An officer taps on the metal poll inside a subway car.

“Can you have a seat please? You need shelter services?" he asks a man lying down. The person slowly sits up.

Car by car, at the end of the line in Coney Island, NYPD officers were waking up people sleeping on the train and offering them a place to go.


What You Need To Know

  • In February, Mayor Eric Adams announced a new plan to try to get people experiencing homelessness off the subway

  • We wanted to check in and see how it was being implemented

  • We visited train stations in the middle of the night to see how it was working

"People are going to come with an orange uniform. They are going to help you out," says one officer to Alexander Makogon.

Makogon takes a seat on a nearby bench. He explains he will wait to be taken to a homeless shelter.

"Do you normally sleep on the train?” we ask.

“Sometimes, sometimes, sometimes,” he responds.

This is all part of a new effort by the Adams administration to force people experiencing homelessness off the subways.

It's been a month since the mayor enacted his so-called “Subway Safety Plan” — which charges police officers with enforcing the MTA’s code of conduct. That means no sleeping and lying down on the trains, no drinking alcohol and no smoking. It’s directly aimed at people who are using the trains as a place to sleep. 

So we went out in the middle of the night to see how it was being implemented.

The police presence was clear. When we visited stations in the middle of the night in early February, we did not see any officers. This week, police were walking up and down the platform at 1, 2, and 3 in the morning, waking people up.

"Sir, it's the police,” one officer shouts inside an E train to a sleeping person at Jamaica Center. “Good morning, you are at the last stop."

Police were offering people services, a placement in a shelter, for one.

On Tuesday, Richard Elder took the placement, but he said the police presence wasn't helpful.

"Cops don't let you sleep on the train too much,” Elder said. “They say, ‘Don't sleep on the train, get up.’ They offered it, so I took it. It makes me feel really violated that I didn't do what I had to do again. It rehashes a whole lot of problems and mental thoughts and stuff like that."
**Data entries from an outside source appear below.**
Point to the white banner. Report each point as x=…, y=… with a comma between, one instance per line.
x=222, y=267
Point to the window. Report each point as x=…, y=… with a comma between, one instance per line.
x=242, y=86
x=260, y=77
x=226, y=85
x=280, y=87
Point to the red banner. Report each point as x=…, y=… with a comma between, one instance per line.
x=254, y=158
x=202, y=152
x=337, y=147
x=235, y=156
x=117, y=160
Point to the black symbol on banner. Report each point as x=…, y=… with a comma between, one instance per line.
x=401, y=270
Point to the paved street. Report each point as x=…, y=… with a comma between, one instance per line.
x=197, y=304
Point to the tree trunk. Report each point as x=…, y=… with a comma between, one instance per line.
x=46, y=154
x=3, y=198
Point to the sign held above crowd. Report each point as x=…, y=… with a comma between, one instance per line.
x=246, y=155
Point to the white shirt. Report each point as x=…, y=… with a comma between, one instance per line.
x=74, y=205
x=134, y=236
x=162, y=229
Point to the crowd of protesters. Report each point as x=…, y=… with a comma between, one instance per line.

At the end of the E Line in Jamaica, MTA police shepherded people off the train.

Then many just waited on the platform for the next train.

They boarded and headed in the other direction.

On Tuesday, the Coalition for the Homeless released its annual report, which in part criticized the new approach.

“I would hope that instead of the city going down this path of criminalization and policing, they should instead begin looking at their own data and seeing what has worked to help people come indoors and expanding access to those kinds of options,” said Jacquelyn Simone of the Coalition for the Homeless.